3. Use the sanitized form in **all three** places: `inputs.<attr>`,
the `outputs = { …, <attr>, … }` parameter list, and the
`pkgs_<attr-with-dashes-as-underscores>` `let` binding.
Examples:
- `fmt` + `10.2.1` → input attr `nixpkgs-fmt-10_2_1`,
`let` binding `pkgs_fmt_10_2_1`
- `range-v3` + `0.12.0``nixpkgs-range-v3-0_12_0`,
`pkgs_range_v3_0_12_0`
- `boost_filesystem` + `1.84.0``nixpkgs-boost_filesystem-1_84_0`
The `let`-binding name needs **all** non-alpha-num replaced with `_`
(hyphens included) because nix variable names disallow hyphens. The
**input** attr keeps hyphens (allowed in input names).
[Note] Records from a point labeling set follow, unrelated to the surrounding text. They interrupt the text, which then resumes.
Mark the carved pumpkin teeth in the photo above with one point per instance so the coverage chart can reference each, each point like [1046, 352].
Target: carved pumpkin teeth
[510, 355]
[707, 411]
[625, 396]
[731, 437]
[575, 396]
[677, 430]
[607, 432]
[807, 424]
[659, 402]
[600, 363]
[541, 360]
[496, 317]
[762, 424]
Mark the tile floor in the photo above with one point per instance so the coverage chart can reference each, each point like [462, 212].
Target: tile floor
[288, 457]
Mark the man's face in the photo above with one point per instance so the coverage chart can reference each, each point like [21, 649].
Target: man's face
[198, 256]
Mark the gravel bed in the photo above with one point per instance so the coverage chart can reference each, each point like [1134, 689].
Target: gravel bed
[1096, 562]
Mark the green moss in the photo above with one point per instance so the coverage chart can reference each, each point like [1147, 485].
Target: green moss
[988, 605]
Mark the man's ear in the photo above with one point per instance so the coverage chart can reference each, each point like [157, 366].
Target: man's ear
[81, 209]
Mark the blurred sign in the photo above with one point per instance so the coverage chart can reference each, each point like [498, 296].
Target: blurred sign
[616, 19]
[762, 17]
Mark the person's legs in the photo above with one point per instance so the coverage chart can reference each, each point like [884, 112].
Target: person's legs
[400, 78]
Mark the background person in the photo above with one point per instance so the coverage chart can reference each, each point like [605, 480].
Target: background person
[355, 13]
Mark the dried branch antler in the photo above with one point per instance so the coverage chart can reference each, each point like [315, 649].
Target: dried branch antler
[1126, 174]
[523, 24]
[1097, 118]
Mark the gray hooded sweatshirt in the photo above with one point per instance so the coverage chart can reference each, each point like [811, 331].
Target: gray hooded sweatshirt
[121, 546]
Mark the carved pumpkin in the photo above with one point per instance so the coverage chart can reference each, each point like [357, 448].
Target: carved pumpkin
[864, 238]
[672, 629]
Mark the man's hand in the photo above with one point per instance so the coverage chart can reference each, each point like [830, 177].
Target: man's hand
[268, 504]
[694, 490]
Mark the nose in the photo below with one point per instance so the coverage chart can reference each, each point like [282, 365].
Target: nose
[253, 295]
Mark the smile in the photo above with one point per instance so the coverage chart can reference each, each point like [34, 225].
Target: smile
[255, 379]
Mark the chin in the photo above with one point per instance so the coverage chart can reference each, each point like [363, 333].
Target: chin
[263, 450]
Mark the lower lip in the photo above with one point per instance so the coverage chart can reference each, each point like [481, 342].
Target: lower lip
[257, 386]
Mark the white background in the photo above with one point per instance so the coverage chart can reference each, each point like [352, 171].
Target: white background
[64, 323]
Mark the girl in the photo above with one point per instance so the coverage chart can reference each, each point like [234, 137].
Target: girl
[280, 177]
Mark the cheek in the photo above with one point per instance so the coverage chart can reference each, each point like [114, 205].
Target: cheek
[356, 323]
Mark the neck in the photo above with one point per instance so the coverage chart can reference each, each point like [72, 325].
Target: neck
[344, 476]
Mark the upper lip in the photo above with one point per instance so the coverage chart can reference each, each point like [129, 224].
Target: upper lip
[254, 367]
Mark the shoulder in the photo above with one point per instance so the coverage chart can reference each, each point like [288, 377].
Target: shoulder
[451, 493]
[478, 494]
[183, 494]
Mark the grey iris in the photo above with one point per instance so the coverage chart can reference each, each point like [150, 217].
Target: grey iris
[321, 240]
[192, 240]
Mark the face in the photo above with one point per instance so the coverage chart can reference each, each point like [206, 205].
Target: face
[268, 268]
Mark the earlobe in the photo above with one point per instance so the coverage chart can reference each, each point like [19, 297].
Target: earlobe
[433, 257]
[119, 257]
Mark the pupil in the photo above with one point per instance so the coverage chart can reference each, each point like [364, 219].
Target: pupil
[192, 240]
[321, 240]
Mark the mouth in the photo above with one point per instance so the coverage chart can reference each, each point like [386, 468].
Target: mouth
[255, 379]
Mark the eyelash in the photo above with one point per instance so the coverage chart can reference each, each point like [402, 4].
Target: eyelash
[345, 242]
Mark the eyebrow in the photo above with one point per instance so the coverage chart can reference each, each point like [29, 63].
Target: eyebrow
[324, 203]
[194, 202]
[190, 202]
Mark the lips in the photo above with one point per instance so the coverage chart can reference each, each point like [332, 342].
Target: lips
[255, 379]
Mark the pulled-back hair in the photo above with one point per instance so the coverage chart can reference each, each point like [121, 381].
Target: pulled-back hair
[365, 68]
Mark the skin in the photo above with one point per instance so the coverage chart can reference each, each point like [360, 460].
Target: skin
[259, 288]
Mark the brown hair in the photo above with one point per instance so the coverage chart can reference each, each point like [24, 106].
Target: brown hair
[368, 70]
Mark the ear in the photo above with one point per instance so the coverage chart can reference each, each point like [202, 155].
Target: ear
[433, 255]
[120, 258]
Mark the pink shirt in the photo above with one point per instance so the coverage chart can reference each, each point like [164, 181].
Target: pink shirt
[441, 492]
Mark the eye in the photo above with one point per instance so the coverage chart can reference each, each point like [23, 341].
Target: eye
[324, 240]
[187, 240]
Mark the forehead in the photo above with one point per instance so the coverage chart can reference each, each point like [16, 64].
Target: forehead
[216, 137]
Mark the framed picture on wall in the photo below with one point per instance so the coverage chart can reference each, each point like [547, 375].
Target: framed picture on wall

Two derived
forms.
### Collision detection
Two pinned deps with the same `(sanitized_name, sanitized_version)`
collide. With the version stored fully (e.g. `10.2.1`, never the
manifest spec `10.2`) and dep names being unique within a manifest,
collisions are pathologically rare. If a real one is ever reported,
mitigation is to append `-<short-sha>` to the input attr.
## Phase status
| Phase | Status | Commit |
| --- | --- | --- |
| 1. devbox_resolve + parser | ✅ | `df2c25b` |
| 2. nixpkgs_git_resolve fallback | ✅ | `cb82e91` |
| 3. resolve_version + cmd_add wire-up | ✅ | `6f8e9c4` |
| 4. cmd_build lockfile merge | ✅ | `c4b2a1b` |
| 5. flake codegen for per-dep inputs | ✅ | (this commit) |
| 6. SPEC §7/§10 amendment + smoke | ✅ | (this commit) |
## End-to-end verification (Phase 6)
```sh
cd /tmp && rm -rf demo && mkdir demo && cd demo
cargoxx new app && cd app
cargoxx add fmt@10.2.1
grep "nixpkgs-fmt-10_2_1" flake.nix # input present
grep "f4b140d5" flake.nix # commit_hash substituted
cargoxx build && ./build/debug/app # binary builds + runs
cargoxx build # second run is no-op
diff <prev-flake.nix> flake.nix # byte-identical
```
A second `cargoxx build` regenerates byte-identical
`Cargoxx.lock` + `flake.nix` — proves the merge path preserves the
rev, not re-resolves it.
## ABI note
Mixing nixpkgs revisions across pinned deps trades the single-rev
ABI guarantee (SPEC §10) for flexibility. Two pinned deps may have
been compiled against different glibc / libc++ majors and fail to
link cleanly. v0.2 silently accepts the risk; surfacing a
compatibility warning is a future polish item.